- Born: Jacqueline Jeanne Ficini October 20, 1923 Saint-Maixent-l'École, France
- Died: December 7, 1988 (aged 65) Paris, France
- Education: University of Angers
- Known for: work on functional vinyllithia and ynamines
- Awards: Le Bel Prize (1972); Jecker Prize (1979); Berthelot Vermeil Medal (1979); Academic Palms (1974);
- Scientific career
- Fields: Chemistry
- Workplaces: CNRS; University of Reims;

= Jacqueline Ficini =

French chemist (1923–1988)

Jacqueline Ficini (October 20, 1923 – December 7, 1988) was a French researcher and professor of chemistry. While her research addressed various fields of organic chemistry, she is remembered in particular for initiating and developing the synthetic chemistry of ynamines. (Note: The ynamines are a particularly unstable subclass of synthetic alkynes.) She was appointed a full professor at the University of Paris VI in 1965 where she spervised multiple doctorate theses. She also headed a laboratory consisting of six CNRS researchers and eight assistant professors.

In early 2026 it was announced that Ficini was one of the 72 women to have their names added to the Eiffel Tower to join the 72 men already included.

==Early life and education==
Jacqueline Jeanne Ficini was born on October 20, 1923 in Saint-Maixent-l'École, a commune in the French department of Deux-Sèvres. She was the daughter of Jane Pontet and her father was Colonel Raoul Ficini.

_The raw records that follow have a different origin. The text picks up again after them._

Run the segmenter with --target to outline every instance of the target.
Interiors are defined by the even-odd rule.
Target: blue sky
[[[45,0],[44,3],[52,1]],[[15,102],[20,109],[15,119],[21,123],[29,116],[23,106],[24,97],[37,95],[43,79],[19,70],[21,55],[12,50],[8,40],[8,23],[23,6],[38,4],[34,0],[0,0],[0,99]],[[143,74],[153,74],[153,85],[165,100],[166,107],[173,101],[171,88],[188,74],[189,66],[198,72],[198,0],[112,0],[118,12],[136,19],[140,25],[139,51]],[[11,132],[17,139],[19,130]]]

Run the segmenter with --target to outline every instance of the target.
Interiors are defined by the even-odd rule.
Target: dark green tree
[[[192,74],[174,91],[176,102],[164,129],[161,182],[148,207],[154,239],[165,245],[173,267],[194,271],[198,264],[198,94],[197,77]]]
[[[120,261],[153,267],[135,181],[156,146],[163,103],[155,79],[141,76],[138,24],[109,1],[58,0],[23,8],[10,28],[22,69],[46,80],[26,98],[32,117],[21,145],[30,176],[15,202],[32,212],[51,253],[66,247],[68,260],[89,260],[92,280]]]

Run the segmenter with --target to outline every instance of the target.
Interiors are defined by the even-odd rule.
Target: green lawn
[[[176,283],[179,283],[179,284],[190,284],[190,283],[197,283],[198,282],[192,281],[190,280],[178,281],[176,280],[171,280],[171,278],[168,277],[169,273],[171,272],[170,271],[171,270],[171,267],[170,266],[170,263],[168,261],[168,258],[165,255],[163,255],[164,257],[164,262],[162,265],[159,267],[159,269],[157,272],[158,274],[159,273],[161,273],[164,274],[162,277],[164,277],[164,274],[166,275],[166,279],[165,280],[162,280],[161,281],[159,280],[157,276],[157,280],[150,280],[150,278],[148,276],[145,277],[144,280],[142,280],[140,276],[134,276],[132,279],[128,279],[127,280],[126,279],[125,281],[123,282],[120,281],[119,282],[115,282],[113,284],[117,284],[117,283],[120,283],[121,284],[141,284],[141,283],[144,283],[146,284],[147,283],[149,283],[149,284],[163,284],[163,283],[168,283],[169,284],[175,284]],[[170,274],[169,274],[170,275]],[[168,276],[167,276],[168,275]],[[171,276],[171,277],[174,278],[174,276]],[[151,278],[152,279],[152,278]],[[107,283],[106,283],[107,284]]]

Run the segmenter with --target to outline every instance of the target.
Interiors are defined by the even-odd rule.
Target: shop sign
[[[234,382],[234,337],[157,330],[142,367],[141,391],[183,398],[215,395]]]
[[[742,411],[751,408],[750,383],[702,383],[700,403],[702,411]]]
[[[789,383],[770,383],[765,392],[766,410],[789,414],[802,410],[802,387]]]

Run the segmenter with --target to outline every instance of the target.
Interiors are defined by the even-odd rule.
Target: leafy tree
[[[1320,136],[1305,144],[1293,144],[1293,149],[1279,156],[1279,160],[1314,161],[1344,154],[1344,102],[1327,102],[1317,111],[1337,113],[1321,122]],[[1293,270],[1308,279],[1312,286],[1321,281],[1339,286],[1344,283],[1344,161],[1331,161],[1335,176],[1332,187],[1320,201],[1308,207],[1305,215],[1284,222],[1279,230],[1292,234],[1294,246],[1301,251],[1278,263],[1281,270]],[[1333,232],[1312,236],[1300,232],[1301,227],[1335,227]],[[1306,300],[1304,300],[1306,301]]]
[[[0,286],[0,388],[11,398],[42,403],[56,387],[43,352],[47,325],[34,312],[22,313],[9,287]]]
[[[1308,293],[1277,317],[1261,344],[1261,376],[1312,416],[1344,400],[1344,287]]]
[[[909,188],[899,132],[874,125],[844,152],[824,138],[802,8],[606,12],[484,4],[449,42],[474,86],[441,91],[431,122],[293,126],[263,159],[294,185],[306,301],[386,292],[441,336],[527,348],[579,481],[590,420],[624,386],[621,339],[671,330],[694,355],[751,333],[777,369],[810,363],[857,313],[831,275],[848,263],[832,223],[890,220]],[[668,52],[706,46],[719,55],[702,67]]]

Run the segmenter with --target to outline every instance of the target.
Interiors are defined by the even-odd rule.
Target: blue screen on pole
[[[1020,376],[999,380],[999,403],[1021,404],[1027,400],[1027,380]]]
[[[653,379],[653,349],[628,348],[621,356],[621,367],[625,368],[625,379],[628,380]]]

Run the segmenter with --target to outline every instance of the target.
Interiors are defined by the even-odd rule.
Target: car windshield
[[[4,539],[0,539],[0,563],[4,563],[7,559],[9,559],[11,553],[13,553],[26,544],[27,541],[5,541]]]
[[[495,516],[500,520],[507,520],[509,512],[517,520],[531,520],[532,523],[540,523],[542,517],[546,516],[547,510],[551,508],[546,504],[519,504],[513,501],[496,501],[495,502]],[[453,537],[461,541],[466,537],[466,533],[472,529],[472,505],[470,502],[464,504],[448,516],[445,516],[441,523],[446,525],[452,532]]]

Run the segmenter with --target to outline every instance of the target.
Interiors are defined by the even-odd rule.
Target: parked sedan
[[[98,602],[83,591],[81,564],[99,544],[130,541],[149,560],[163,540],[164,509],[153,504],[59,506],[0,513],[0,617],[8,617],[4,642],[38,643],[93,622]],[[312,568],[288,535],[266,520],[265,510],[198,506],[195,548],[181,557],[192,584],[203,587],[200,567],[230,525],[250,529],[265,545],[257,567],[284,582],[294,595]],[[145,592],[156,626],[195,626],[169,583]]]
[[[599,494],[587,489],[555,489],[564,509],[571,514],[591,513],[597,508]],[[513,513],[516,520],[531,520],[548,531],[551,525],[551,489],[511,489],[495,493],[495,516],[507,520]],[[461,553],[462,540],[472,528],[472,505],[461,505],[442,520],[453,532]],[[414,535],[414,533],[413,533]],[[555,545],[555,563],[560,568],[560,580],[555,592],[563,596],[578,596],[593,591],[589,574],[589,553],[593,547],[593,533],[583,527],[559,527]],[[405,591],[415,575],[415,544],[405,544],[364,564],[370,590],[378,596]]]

She studied at the Collège Saint-Marie de Chavagne in Angoulême and then attended the universities of Paris and Angers to complete her master's degree. Also at the University of Angers, in 1952, she obtained a doctorate in physical sciences under the supervision of R. Rothstein.

== Career ==

=== Academic appointments ===
Following her doctorate, she began her career as a research assistant at CNRS in 1952 until her appointment as an instructor in chemistry at the Faculty of Sciences at the University of Paris in 1957. She then went to the United States for a postdoctoral fellowship, which she completed at Columbia University in 1960 with G. Stork as research associate. In 1962, she returned to France as a lecturer (first maître assistant, later maître de conférences) at the Faculty of Sciences at University of Reims Champagne-Ardenne. She was promoted to full professor at the University of Paris VI in 1965 where she assumed various responsibilities and headed the doctoral school of organic chemistry. From 1964 to 1988, she supervised 18 state doctoral theses (doctorats d'état) and 26 engineer theses (thèses de docteur-ingénieur). She headed a laboratory consisting of six CNRS researchers and eight assistant professors.

=== Research ===
As a researcher, in 1956 in collaboration with Professor Henri Normant, she first became interested in investigating organometallic compounds and the reactivity of Grignard reagents. With Professor Gilbert Stork, in 1961 she developed catalysts stemming from her innovative intramolecular cyclization of an unsaturated diazocarbonyl compound. While at Paris VI, she experimented with functionalized vinyl halides and alkyl lithium to develop a lithium-halogen exchange. Her most notable achievement was however her development of ynamines chemistry, demonstrating their rapid reaction with alcohols to produce O, N-acetals. Her work covered the formation of amides known as the Ficini-Claisen rearrangement, complementing the Eschenmoser rearrangement.

Specializing in the field of ynanime chemistry, Ficini was elected president of the Organic Chemistry Division of the French Chemical Society. The importance of the Ficini-Claisen rearrangement using chiral ynamides has recently been recognized, several decades after Ficini's death. In particular, the chemistry of ynamines has led to growing interest in ynamides.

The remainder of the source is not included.